Better handle multibyte character locations
The locations returned by Prism are all byte locations. However, editors expect different values depending on the selected encoding.
For UTF-8, we need to consider the length of characters, considering emoji and other 3/4 byte characters as length 1. For UTF-16 like VS Code, we need to consider 3/4 byte characters as length 2.
Currently, we're using Prism locations directly everywhere, which is incorrect for documents containing multibyte characters. We need some sort of abstraction that will return the right column positions taking the encoding into account.
Talk to Kevin about whether we can solve this on Prism.
Apparently, Prism locations support the char offsets and columns already. They are start_char_offset, start_char_column instead of start_offset and start_column (and a similar pattern for the end positions).
This might be significantly easier to fix.
Paired with Kevin and we proposed a new code units API in Prism. That's going to make solving this issue in the entire LSP much more easy.
We can make the encoding selected by the editor available everywhere inside the RubyLsp namespace and then always pass that to the code unit column methods, so that we get the positions expected by UTF-16 clients such as VS Code.
This issue is being marked as stale because there was no activity in the last 2 months
Fixed by #2619.
Definition, hover, signature help, completion and workspace symbol should now properly work with multibyte characters thanks to the fixes to the indexer.

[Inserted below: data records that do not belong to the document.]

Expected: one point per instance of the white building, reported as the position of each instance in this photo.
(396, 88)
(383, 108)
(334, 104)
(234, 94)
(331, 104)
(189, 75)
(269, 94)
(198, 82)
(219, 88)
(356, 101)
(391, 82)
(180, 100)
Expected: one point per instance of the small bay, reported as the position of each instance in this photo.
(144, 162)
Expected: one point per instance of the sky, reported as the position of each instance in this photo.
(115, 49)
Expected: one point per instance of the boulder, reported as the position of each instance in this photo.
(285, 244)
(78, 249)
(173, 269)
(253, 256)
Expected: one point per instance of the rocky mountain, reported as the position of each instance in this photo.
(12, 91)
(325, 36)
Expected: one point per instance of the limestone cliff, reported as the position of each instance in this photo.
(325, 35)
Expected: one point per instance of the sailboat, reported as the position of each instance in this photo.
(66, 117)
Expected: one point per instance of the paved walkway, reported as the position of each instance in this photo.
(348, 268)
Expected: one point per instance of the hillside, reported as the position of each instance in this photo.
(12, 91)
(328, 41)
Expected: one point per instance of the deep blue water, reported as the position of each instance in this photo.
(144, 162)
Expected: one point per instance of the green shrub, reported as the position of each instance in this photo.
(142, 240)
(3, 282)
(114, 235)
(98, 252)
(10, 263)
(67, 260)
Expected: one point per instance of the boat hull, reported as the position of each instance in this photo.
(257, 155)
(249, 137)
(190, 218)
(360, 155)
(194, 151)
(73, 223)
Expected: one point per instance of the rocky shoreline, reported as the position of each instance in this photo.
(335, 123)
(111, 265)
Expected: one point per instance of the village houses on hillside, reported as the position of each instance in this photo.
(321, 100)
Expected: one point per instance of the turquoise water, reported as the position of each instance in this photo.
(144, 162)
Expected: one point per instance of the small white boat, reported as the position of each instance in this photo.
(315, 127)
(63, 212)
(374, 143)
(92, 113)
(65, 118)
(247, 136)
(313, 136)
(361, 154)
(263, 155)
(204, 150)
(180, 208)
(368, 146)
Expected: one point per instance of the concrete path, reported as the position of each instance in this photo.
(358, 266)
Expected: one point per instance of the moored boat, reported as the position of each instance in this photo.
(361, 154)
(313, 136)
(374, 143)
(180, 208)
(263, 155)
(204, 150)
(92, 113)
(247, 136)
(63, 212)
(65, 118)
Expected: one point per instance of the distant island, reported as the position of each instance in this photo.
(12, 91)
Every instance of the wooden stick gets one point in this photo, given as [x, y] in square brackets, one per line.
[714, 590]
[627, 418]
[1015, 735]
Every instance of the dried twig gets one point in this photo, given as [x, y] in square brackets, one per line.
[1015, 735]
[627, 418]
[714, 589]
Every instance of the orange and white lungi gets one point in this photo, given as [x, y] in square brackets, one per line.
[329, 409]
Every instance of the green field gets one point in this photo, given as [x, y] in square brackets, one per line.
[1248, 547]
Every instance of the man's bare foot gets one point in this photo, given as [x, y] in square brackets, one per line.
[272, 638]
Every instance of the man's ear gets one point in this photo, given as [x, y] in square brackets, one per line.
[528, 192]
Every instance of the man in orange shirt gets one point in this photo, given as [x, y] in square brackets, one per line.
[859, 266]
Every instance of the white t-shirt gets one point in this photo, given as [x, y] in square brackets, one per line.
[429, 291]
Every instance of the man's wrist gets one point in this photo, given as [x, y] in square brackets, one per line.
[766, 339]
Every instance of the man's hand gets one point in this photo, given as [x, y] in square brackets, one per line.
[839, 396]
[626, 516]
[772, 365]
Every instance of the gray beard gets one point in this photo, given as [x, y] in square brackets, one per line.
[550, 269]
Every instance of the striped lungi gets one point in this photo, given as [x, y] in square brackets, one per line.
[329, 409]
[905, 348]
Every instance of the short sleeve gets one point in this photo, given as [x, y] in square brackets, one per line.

We also fixed the locations returned by semantic highlighting in a previous PR.
For now, I'm going to close this issue as complete, but if anyone notices any other location issues for multibyte characters please report.
@vinistock Hi, thank you for reviewing and merging the Pull Request the other day.
Unfortunately, it seems that it's still not functioning correctly. I should have added tests related to the actual use cases. For example, adding the following test case to definition_expectation_test.rb will fail:
def test_multibyte_character_precision
source = <<~RUBY
module Fほげ
module Bar
class Baz
end
end
end
Fほげ::Bar::Baz
RUBY
with_server(source, stub_no_typechecker: true) do |server, uri|
# Foo
server.process_message(
id: 1,
method: "textDocument/definition",
params: { textDocument: { uri: uri }, position: { line: 7, character: 0 } },
)
range = server.pop_response.response[0].attributes[:targetRange].attributes
range_hash = { start: range[:start].to_hash, end: range[:end].to_hash }
assert_equal({ start: { line: 0, character: 0 }, end: { line: 5, character: 3 } }, range_hash)
end
end
After a brief investigation, it seems that RubyDocument#locate also needs to be addressed. In the previous update, multibyte characters were considered when indexing, but I think RubyDocument#locate is referring to Prism's ParseResult.(I'm not too sure)
In the example test case above, when the location is (8-0)-(8-17), loc.start_offset becomes 61, but it should actually be 57. This can be resolved by using loc.start_code_units_offset. https://github.com/Shopify/ruby-lsp/blob/0a710db07ad6c518a9b39204f2629457e64c2bad/lib/ruby_lsp/ruby_document.rb#L64
@NotFounds great catch, I believe you are correct in your assessment. We need to start using the start_character_offset and end_character_offset APIs for Prism::Location when locating nodes, so that we take the multibyte characters into account.
Would you like to put a PR up for that?
Sure thing! I will create a Pull Request right away!